When the CPU is working through the instructions it receives from the software it is running, those instructions rarely use ALL of the cores resources.
For example, a core might have 4 Arithmetic Processing Units, but an instruction only needs 2. So you have 2 spare APUs going unused on that core.
If you have another instruction in the queue that also only needs 2 APUs, you could execute both of those instructions on the same core at the same time and get more performance out of your CPU.
That’s what SMT implementations do. They organise instructions so that multiple threads can be executed on the same physical core simultaneously by fitting them into the cores resources.
And that’s where virtual cores come from, 2 virtual cores per physical core means the CPU will always be trying to share its resources so it has two threads executing where ever possible.
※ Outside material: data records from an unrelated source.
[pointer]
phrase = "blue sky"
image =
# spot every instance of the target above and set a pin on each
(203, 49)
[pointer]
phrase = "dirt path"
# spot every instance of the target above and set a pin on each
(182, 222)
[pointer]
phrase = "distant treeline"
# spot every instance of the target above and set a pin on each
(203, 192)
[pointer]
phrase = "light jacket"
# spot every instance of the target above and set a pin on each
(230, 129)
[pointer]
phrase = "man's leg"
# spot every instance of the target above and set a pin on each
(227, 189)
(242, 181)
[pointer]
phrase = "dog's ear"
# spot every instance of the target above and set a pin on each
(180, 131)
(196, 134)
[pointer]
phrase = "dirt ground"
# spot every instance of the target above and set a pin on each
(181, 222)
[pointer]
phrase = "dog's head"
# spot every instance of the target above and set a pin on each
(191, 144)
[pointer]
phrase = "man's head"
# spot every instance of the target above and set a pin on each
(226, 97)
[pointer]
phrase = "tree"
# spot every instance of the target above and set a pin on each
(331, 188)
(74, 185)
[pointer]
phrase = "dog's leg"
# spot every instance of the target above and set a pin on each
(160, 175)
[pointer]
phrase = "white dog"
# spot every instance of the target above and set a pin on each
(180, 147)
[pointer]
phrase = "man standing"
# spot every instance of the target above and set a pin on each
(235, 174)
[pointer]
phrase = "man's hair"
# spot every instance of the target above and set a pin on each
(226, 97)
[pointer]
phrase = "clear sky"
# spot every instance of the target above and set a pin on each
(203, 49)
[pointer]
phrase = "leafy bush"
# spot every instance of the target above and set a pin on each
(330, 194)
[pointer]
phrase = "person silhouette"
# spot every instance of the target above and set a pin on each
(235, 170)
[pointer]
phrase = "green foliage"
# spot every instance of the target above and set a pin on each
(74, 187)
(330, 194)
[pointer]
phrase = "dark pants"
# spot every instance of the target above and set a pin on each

But because you want always get instructions that can fit together, especially from two specific threads, using virtual cores will never perform as consistently well as using separate physical cores.
Now what affinity is is specifying that you want some software to execute on that core as much as possible.
And basically no one thinks to write their application with a process affinity of anything other than the first group.
So you get a lot of things (including the OS) competing for those group resources while the rest of the CPU goes unused.
So when you set affinity to something other than the first group, that process will all but get a physical core to itself.